Hamilton. Button. Schumacher. Vettel. Alonso. All have tried and failed to top flying Scotsman, Jim Clark’s records for most Grand Slams, pole positions, fastest laps and race wins. Unbelievably, Clark also holds the record as the only driver ever to lead every lap of every race, for 8 races straight. However, Clark’s story took a tragic turn in Hockenheim, Germany in 1968, where he was killed in a freak Formula Two racing accident. He might be gone, but the immense legacy he left behind will never be forgotten.
50 years prior to Lewis Hamilton’s infamous F1 Championship win in 2008, Mike Hawthorn became the first ever Briton to lift the prestigious trophy. Not content with merely winning the 1958 World Title, three years prior, Hawthorn won the renowned 24 Hours of Le Mans race, suffering through one of the sport’s worst crashes in the process. A genuine racing hero of his time, it was a truly sombre twist of fate when Hawthorn passed away as the result of a road crash on an A-road near Guildford only months after clinching his F1 title.
SIR STIRLING MOSS
Often hailed as one of the greatest British drivers never to win a World Championship, Sir Stirling Moss was an absolute speed demon in his career, winning 16 GP’s between the years of 1955 and 1962. He was also second in the Drivers’ Championship four times in a row. Moss is even madder when you consider he only officially retired 6 years ago at the ripe old age of 81. Putting all those “boy racers” to shame.
Commonly known as the George Best of the racing world, James Hunt broke all the rules of F1 tradition, and he did it in style. Often refusing to dress properly for official occasions, turning up in t-shirts and jeans, sometimes with his pet German Shephard in tow, Hunt would even attend ceremonies barefoot. But Hunt is perhaps most famous for his intense rivalry with Niki Lauda, as well as his attacking style of racing. Both of which can be seen in critically acclaimed movie Rush.
Worth a mention for his glorious moustache alone, Nigel Mansell was a racing prodigy. He was the first driver in history to win the CART championship in a debut season, which becomes an ever more impressive feat when you remember that only a year prior he had won the F1 Championship, making him the only man ever to hold both those titles simultaneously. Mansell was known for his never-say-die attitude, and even got out of his car in the 1984 Dallas Grand Prix after his engine failed to push his vehicle across the line. Absolute. Bloody. Legend.
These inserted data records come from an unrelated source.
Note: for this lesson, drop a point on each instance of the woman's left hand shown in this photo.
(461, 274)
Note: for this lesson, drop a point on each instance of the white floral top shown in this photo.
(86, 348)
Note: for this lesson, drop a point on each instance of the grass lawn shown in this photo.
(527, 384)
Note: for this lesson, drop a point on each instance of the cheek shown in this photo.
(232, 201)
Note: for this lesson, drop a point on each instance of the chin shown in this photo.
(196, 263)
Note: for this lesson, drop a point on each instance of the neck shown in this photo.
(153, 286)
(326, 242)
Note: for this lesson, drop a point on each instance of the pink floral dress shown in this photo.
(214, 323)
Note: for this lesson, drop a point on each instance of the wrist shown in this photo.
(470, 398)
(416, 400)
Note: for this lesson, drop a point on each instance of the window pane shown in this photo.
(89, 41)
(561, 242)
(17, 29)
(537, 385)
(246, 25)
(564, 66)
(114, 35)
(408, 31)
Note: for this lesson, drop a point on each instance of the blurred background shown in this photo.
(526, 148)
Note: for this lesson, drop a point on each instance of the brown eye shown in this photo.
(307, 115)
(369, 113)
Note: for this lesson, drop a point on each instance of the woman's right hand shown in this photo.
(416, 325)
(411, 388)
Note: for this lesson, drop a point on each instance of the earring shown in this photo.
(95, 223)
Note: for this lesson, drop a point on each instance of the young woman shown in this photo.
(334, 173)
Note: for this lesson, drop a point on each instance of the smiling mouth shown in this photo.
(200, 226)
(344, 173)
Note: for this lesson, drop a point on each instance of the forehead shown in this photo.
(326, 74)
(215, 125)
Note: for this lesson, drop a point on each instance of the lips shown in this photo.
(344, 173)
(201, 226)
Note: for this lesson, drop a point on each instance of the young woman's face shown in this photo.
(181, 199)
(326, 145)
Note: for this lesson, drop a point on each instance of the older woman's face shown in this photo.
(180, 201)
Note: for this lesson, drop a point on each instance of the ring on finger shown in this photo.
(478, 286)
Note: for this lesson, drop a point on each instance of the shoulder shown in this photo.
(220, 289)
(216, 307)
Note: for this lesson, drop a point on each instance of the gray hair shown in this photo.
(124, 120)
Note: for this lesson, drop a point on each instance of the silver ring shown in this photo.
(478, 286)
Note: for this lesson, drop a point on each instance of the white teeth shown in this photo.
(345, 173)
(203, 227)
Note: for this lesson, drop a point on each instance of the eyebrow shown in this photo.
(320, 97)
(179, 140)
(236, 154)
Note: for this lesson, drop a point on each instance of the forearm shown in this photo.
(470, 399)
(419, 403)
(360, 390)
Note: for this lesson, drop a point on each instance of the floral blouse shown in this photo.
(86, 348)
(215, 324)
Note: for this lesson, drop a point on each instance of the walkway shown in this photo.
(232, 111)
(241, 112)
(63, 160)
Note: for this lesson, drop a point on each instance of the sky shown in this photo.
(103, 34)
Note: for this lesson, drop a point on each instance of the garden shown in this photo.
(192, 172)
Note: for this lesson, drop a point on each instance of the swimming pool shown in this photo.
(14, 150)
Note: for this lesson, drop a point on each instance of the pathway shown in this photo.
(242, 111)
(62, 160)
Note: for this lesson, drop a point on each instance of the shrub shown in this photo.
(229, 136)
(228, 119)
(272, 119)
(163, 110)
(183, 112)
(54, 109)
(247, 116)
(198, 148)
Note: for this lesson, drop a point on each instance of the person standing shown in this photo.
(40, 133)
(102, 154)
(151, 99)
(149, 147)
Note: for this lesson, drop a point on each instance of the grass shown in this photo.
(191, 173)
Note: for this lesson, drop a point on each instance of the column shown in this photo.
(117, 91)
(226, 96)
Jackie Stewart is a racing hero. And surprisingly, it’s not because of his THREE (yep, seriously) World Championships or his nickname of “The Flying Scot” but rather the legacy of safety that he left. After nearly going up in flames in 1966 after becoming trapped in his upturned car as fuel poured over him, Stewart became the sport’s biggest advocate for racing safety. It’s thanks to him that removeable steering wheels are a thing, as well as main electrical switches. Simply put, Jackie revolutionised F1 on, and off, the track.